Because of the difference in genetic proximity between twins with different zygosities, identical twins correlate 1 for additive genetic effects (A) (also known as narrow heritability, h²), representing the combined effect of alleles at a locus and across loci that add up to affect behavior, whereas nonidentical twins correlate half of that (ie, 0.5).³ Conversely, both types of twins correlate equally as 1 for environmental effects that both twins share (C or c²), such as parenting, whereas unique environmental effects or influences (E or e²) that twins do not share, such as accidents, are modeled in both twin types as 0. As a consequence of these different degrees of genetic correlations between MZ and DZ twins but the same degree of correlation in environmental influences, a higher correlation in MZ twins than in DZ twins would represent the effect of the higher proportion of genes shared among MZ twins.²¹

Bivariate models are concerned with estimating A, C, and E of the individual variables due to the MZ to DZ cross-twin within-trait (trait A in twin 1 with that of the co-twin) correlation, as well as with partitioning the covariance between the 2 traits into A, C, and E by means of the cross-twin cross-trait (trait A in twin 1 with trait B of the co-twin) MZ to DZ correlation ratios. Significant cross-twin within- or cross-trait covariances imply that common etiological factors between the 2 traits are familial. Whether these common familial etiological influences are genetic or environmental in origin is inferred by the MZ to DZ ratio of the cross-twin within- or cross-trait covariances.²¹ For example, if the cross-twin cross-trait correlation was greater for MZ twins than for DZ twins at about 2 to 1, respectively, this would imply that A contributes to the phenotypic correlation between the 2 traits. A ratio of 1:1 suggests that the same influences of C are inducing a correlation between the 2 traits. Nonsignificant cross-twin cross-trait correlations suggest that the shared etiological influences on the 2 traits are due to E and therefore not due to familial effects.

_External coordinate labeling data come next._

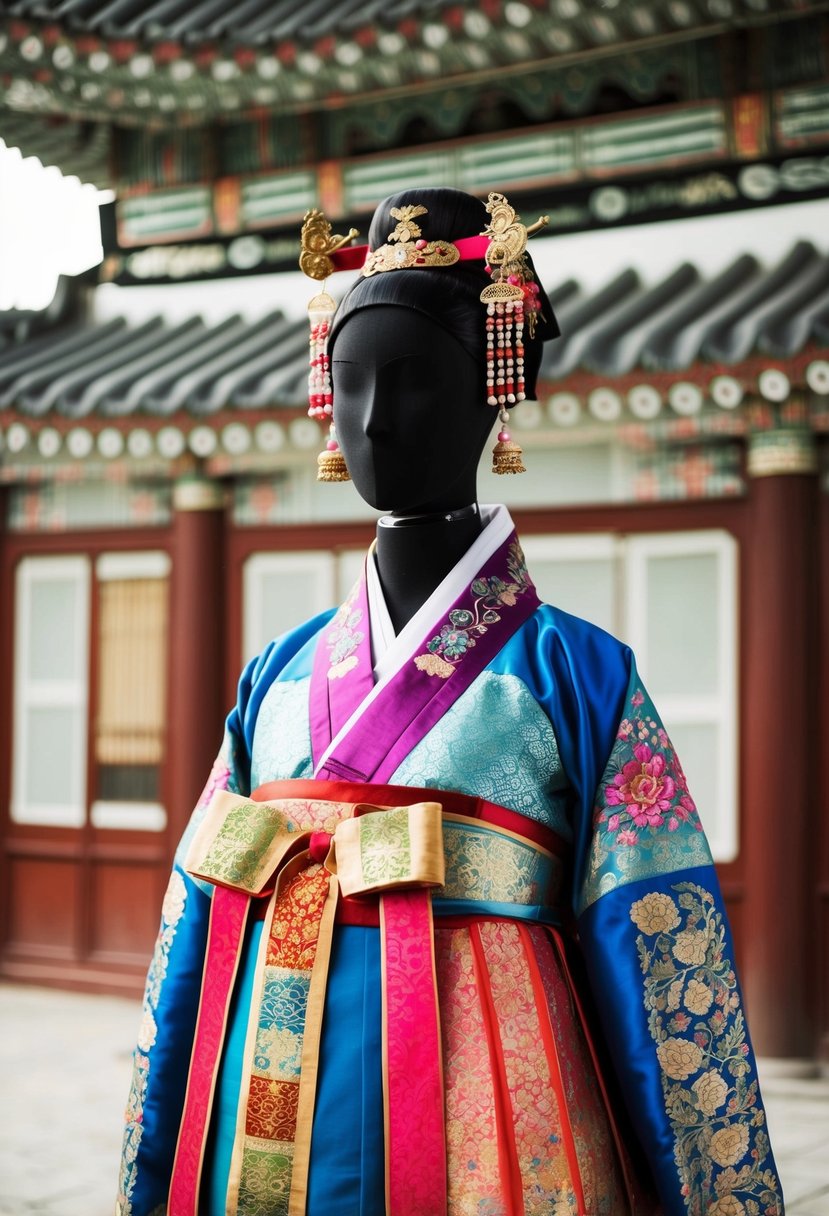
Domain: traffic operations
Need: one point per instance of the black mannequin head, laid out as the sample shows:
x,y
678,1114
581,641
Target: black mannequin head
x,y
409,356
410,410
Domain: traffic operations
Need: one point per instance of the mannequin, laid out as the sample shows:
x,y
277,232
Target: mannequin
x,y
412,429
444,821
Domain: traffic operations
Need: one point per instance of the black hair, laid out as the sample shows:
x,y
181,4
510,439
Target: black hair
x,y
447,296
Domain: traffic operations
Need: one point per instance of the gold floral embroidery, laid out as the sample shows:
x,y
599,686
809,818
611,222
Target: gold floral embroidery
x,y
695,1020
344,637
173,908
490,596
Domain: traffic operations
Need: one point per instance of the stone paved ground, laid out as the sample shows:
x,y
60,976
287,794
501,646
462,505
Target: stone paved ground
x,y
65,1063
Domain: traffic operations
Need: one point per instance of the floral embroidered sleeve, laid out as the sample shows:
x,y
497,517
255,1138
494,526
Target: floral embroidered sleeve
x,y
655,936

The partitioning of the covariation between schizophrenia and each cognitive measure into the genetic, shared environmental, and unique environmental sources of covariation yields genetic (r_g), common environmental (r_c), and individual-specific environmental (r_e) correlations, respectively. The r_g indicates the extent to which the same genetic effects influence both schizophrenia and neurocognition, whereas the r_c reflects the degree to which the environmental effects inducing a shared environmental correlation for 1 trait (eg, working memory) are the same as those in the second trait (eg, schizophrenia). The level to which the unique environmental influences are common in both traits is given by the r_e. A genetic correlation of 1.0 would suggest that all of the additive genetic influences that act on 1 trait also influence the second. Similarly, an environmental correlation of 0 would imply that the environmental influences on, say, the liability to schizophrenia are independent of the environmental effects on intelligence.

As the r_g, r_c, and r_e correlations do not take into account the heritability of either trait, it is possible for a large genetic correlation to actually explain a very small portion of the observed covariation between these 2 traits. Combining the information from the r_g, r_c, and r_e with the heritabilities c² and e² of each trait, we can establish the genetic (r_ph-a), common environmental (r_ph-c), and unique environmental (r_ph-e) contributions to the total phenotypic correlation (r_ph) between 2 traits.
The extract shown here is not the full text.